En virtud de lo anterior, el Ingreso Mínimo Mensual a contar del 01 de enero de 2026, debe ser reajustado de la siguiente forma:

Categoría de Trabajador Nuevo Monto (CLP)
Trabajadores mayores de 18 años y hasta 65 años $539.000
Trabajadores menores de 18 años y mayores de 65 años $402.082
Ingreso Mínimo para fines no remuneracionales $347.434

Ahora bien, en lo relativo a la gratificación legal prevista en el artículo 50 del Código del Trabajo, esta corresponde al 25% de la remuneración mensual, con un límite máximo equivalente a 4,75 Ingresos Mínimos Mensuales.
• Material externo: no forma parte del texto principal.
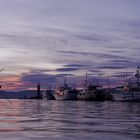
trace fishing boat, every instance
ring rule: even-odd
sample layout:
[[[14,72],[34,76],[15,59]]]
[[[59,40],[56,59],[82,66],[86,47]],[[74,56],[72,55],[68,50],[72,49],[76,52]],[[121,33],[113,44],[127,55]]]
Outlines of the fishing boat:
[[[78,99],[83,101],[110,101],[113,100],[113,96],[106,92],[102,86],[90,84],[79,92]]]
[[[133,78],[133,81],[131,81]],[[124,86],[124,91],[120,101],[122,102],[140,102],[140,68],[136,70],[135,77],[128,80]],[[134,80],[136,79],[136,81]]]
[[[55,90],[54,97],[56,100],[77,100],[78,93],[77,89],[64,84]]]
[[[109,101],[114,100],[113,96],[109,94],[101,85],[98,83],[95,85],[88,82],[86,74],[85,86],[78,94],[78,100],[84,101]]]
[[[42,99],[45,100],[55,100],[54,90],[47,89],[42,92]]]

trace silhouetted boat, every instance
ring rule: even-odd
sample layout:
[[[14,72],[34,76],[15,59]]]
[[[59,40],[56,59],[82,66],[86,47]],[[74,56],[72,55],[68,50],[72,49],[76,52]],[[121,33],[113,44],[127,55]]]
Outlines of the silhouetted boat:
[[[84,101],[112,101],[113,96],[106,92],[102,86],[88,85],[85,89],[81,90],[78,94],[78,100]]]
[[[124,87],[124,92],[120,101],[122,102],[140,102],[140,73],[139,67],[136,71],[135,78],[137,81],[131,82],[129,79],[128,84]]]
[[[42,98],[45,100],[55,100],[54,90],[48,89],[42,92]]]
[[[78,93],[77,89],[64,84],[55,90],[54,96],[56,100],[77,100]]]

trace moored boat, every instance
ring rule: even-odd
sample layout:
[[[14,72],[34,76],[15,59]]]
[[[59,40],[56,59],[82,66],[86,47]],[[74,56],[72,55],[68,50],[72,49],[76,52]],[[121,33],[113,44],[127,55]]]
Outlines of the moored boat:
[[[132,78],[129,79],[128,84],[124,86],[124,91],[120,101],[122,102],[140,102],[140,74],[139,74],[139,67],[135,74],[135,80],[131,81]]]
[[[42,99],[45,100],[55,100],[54,90],[47,89],[42,92]]]
[[[54,96],[56,100],[77,100],[78,93],[77,89],[64,84],[55,90]]]

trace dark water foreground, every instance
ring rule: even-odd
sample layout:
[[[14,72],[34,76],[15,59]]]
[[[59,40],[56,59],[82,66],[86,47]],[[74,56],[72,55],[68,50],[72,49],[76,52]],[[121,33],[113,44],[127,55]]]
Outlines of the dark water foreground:
[[[0,100],[0,139],[140,139],[140,103]]]

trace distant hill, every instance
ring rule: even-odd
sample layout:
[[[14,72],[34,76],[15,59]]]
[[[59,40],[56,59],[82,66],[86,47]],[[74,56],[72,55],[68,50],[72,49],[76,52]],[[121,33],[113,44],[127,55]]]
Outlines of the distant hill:
[[[36,96],[36,90],[25,90],[19,92],[0,91],[0,99],[31,99]]]

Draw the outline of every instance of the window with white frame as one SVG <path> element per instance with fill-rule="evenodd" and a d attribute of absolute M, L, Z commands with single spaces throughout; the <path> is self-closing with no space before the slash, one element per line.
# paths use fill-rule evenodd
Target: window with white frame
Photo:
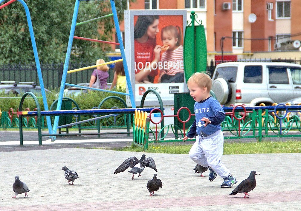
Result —
<path fill-rule="evenodd" d="M 285 42 L 291 39 L 290 34 L 276 35 L 276 42 L 278 43 Z"/>
<path fill-rule="evenodd" d="M 121 38 L 122 39 L 122 42 L 123 44 L 123 47 L 124 47 L 124 32 L 120 32 Z M 115 32 L 115 42 L 118 43 L 118 38 L 117 37 L 117 33 Z M 120 52 L 120 46 L 119 45 L 115 46 L 115 51 Z"/>
<path fill-rule="evenodd" d="M 144 0 L 144 8 L 146 10 L 159 9 L 159 0 Z"/>
<path fill-rule="evenodd" d="M 233 0 L 232 10 L 234 11 L 241 11 L 243 10 L 243 0 Z"/>
<path fill-rule="evenodd" d="M 244 47 L 244 32 L 237 31 L 233 32 L 233 43 L 234 47 L 240 48 Z"/>
<path fill-rule="evenodd" d="M 276 2 L 278 18 L 290 17 L 290 1 L 281 1 Z"/>
<path fill-rule="evenodd" d="M 185 0 L 185 8 L 205 9 L 206 0 Z"/>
En consecuencia, el reciente aumento del sueldo mínimo eleva dicho tope legal, fijando la gratificación en un monto máximo mensual de $213.354.-, conforme al cálculo ($539.000 x 4,75 / 12 = 213.354)

Por último, la entrada en vigencia del reajuste del salario mínimo implica que los empleadores deberán tener presentes ciertas consideraciones, tales como, actualizar las nominas que reajusten el sueldo mínimo a lo establecido legalmente, revisión de contratos, clausulas de gratificación y anexos a pesar de que el reajuste es automático, también deben revisarse los tramos correspondientes de asignación familiar que deben ser ajustados en la misma proporción que el IMM.